Geralmente, encontros têm padrões dependendo das pessoas que estão envolvidas nesse encontro. Se forem duas pessoas com gostos parecidos, que bom, fica mais fácil. Elas podem ir a um museu, por exemplo, ou ir para uma festa neon em um beco escuro insalubre no centro da cidade. Mas, os gostos de uma pessoa não vêm impressos no rosto dela. Se a pessoa não disser nada e acatar tudo que for sugerido, o encontro vai ser do jeito que a outra pessoa sugerir. E foi isso que aconteceu quando eu decidi sair com um menino autista.
Vou sempre me repetir e dizer que tudo começou quando eu terminei meu relacionamento, mas é a verdade. Eu sempre me escondi sobre ser gay e atingi a maioridade no meio da pandemia de corona vírus. Quando os protocolos de proteção foram flexibilizados, eu comecei a sair. Saí com um cara e depois com o meu ex e não saí com mais ninguém por quase dez meses. Quando nós terminamos, decidi que ia sair com pessoas diferentes e experimentar, até que eu decidisse entrar em um novo relacionamento
Essa jornada me levou até Leonardo, um menino que eu conheci no Tinder. A princípio, eu sabia que ele era autista. Era um menino bonito, alto, com o cabelo muito escuro e que dizia ser escritor, o que rapidamente chamou a minha atenção, pois eu também queria ser escritor. A gente conversou bastante e marcamos de sair. Até que ele me contou sobre os livros que tinha escrito. Eram livros sobre a vivência dele como autista e perguntou se eu teria problema com a condição dele.
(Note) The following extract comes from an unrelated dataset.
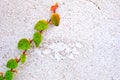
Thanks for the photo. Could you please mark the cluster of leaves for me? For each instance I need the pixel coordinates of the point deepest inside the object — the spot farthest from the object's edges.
(25, 44)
Eu pensei muito sobre. Não cheguei a ler os livros dele, mas a minha mãe é professora e tem muito contato com crianças autistas, então eu me baseei no que a minha mãe falava sobre essas pessoas. Limpei a minha mente e aceitei o encontro. Uma pessoa LGBTQIA+ já passa por tantos preconceitos na vida. Eu sendo um homem gordo sei o que é ser excluído. Então, não quis excluí-lo e decidi dar uma oportunidade. Pois bem…
O problema é que eu sugeri que a gente fosse ao cinema. Eu sempre sugiro cinema nos primeiros encontros, porque é um lugar público, mas reservado ao mesmo tempo. Ou seja, eu não corro perigo de vida. Quando eu sugeri, ele acatou. A gente marcou de se encontrar no shopping, mas eu não lembro o horário e nem que filme íamos assistir, só lembro que era um domingo a tarde, então não tinha quase ninguém no shopping.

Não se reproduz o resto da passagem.